Anatomie des M. anconeus
Der Musculus anconeus ist an der Außenseite des Ellenbogengelenkes dorsal der Streckmuskulatur lokalisiert. Funktionell ist der Anconeus dem Trizepsmuskel zugehörig, da der Anconeus eine Streckung im Ellenbogengelenk ausführt. Zudem bewirkt der Anconeus ein Anspannen der Gelenkkapsel am Ellenbogengelenk und wirkt somit (leicht) stabilisierend auf das Gelenk.
Indikationen für einen Anconeustransfer
Im Wesentlichen existieren zwei Indikationen für die Durchführung eines Transfers des M. anconeus: a) zur Defektdeckung bei Insuffizienz des Streckapparates (Trizepsinsuffizienz) und b) als sog. Interpositions-Arthroplastik (Platzhalter) nach Resektion des Radiuskopfes oder einer Radiuskopfprothese.

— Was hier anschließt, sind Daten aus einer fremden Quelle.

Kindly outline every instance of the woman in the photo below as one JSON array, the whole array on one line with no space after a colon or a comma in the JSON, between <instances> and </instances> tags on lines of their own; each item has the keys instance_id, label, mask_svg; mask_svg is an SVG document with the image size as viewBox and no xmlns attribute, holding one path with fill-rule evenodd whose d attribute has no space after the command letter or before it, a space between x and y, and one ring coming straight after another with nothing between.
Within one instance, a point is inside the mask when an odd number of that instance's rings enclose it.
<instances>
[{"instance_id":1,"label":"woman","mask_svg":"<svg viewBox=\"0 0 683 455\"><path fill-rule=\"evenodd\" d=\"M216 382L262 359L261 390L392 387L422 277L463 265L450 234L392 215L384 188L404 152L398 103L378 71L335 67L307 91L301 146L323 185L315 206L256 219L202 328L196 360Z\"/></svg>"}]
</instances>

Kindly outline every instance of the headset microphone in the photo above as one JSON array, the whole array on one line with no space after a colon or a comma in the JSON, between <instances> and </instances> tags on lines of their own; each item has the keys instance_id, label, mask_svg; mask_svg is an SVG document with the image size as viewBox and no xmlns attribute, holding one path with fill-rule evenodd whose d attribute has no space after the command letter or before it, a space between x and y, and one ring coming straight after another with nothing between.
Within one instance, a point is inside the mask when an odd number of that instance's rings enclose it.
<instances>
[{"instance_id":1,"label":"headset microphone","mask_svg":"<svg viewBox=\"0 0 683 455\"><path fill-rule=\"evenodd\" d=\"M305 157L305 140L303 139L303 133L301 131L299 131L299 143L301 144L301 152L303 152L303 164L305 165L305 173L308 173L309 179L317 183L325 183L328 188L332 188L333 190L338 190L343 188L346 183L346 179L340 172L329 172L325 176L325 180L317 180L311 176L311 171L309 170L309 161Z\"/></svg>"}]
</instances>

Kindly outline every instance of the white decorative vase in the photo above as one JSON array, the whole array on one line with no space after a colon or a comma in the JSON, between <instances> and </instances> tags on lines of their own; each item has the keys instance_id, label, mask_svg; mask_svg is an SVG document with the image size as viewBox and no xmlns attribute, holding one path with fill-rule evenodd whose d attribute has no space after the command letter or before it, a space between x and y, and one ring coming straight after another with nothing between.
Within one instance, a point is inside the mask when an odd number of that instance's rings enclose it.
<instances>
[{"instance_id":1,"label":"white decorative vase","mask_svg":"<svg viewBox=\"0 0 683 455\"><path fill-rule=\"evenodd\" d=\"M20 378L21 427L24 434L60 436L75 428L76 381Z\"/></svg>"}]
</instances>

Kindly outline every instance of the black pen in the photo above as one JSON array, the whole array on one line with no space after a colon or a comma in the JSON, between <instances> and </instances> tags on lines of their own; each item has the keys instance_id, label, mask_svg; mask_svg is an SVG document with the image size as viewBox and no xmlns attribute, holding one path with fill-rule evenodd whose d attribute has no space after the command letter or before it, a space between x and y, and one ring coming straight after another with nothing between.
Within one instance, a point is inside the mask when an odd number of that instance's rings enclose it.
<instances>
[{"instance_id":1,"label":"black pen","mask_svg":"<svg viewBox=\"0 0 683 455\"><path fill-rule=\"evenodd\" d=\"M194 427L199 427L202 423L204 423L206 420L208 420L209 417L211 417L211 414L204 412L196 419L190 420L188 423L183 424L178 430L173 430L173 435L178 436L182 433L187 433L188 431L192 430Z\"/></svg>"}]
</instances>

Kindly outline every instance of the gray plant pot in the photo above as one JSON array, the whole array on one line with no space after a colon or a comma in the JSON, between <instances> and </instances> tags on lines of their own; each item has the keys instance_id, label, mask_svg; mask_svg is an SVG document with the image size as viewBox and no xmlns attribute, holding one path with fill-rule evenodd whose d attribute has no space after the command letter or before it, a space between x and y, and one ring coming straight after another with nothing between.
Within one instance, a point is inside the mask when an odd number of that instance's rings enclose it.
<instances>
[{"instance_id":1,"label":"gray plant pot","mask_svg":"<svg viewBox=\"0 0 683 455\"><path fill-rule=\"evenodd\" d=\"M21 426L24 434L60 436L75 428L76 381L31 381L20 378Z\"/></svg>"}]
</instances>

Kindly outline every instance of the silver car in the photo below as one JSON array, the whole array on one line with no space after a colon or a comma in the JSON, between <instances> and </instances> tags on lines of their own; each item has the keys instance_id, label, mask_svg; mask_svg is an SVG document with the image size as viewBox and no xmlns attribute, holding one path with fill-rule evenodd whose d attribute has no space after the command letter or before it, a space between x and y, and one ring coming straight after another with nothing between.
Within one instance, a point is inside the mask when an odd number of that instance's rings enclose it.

a) Insuffizienz des Streckapparates (Trizepsinsuffizienz)
Eine traumatische oder iatrogene Schädigung des Streckapparates des Ellenbogens stellt eine schwerwiegende Komplikation dar, die in der Regel zu einer erheblichen Einschränkung der aktiven Streckfähigkeit des Ellenbogens führt.
Eine Schädigung des Streckapparates des Ellenbogens kann traumatisch z. B. infolge eines direkten Anpralls oder eines Hyperextensionstraumas des Ellenbogens resultieren; die Ruptur der Trizepssehne stellt jedoch eine seltene Verletzung dar. Häufig werden diese Verletzungen in der Akutphase übersehen und die Indikation zur operativen Revision wird erst verzögert gestellt.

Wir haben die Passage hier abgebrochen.